On Sunday, an awards screening was held with select films that won from the festival's pool of over $20,000. The biggest accolades come sponsored by prestigious names in movies like the Ken Burns Award for Best of the Festival, the Michael Moore Award for Best Documentary Film, the Stan Brakhage Film at Wit's End award and the George Manupelli Founder's Spirit Award.

On that day there were a couple new films that had played at screenings I hadn't managed to see.

Janos Richter's "Guanape Sur" won for Best Documentary, a chronicle of an island that gets harvested once every decade for the thousands of cubic feet of bird droppings that covers it rocky surface.

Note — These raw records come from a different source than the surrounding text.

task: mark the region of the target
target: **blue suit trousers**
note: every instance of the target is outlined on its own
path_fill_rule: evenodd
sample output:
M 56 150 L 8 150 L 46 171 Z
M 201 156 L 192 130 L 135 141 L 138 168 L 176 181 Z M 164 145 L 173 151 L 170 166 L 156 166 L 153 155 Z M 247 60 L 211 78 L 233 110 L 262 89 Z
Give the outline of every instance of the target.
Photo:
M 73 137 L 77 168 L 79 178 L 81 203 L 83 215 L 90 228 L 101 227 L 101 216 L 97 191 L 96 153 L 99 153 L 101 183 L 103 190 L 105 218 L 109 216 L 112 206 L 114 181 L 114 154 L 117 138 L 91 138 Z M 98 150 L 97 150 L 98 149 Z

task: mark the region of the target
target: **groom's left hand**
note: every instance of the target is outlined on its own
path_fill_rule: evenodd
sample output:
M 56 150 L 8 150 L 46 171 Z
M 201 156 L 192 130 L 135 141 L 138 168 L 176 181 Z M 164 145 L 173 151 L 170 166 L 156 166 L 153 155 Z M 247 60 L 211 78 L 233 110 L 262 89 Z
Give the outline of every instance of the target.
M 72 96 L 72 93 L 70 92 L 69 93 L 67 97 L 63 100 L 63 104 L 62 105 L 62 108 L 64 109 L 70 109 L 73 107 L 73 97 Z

Workers come in on ships and spend days cracking and shoveling the guano into bags for fertilizer. The film leads in on a boat coming onto the islands shore, records the safety speech given by the expedition's coordinator and the dusty, dirty, possibly disease-ridden conditions that the workers work, sleep and try to relax in.

Neil Beloufa's "Untitled" is an attempt to recreate the events of an Algerian villa that is improbably occupied by terrorist's in hiding in a building that is made mostly of glass. The building's true inhabitants walk through a theatrical space with cardboard cutouts and giant photographs plastered on the walls and faux-sinks and faux-doorways, wondering what must have been going through the interlopers heads when they got there, how they lived and why, strangely, the villa was scrubbed clean when they left.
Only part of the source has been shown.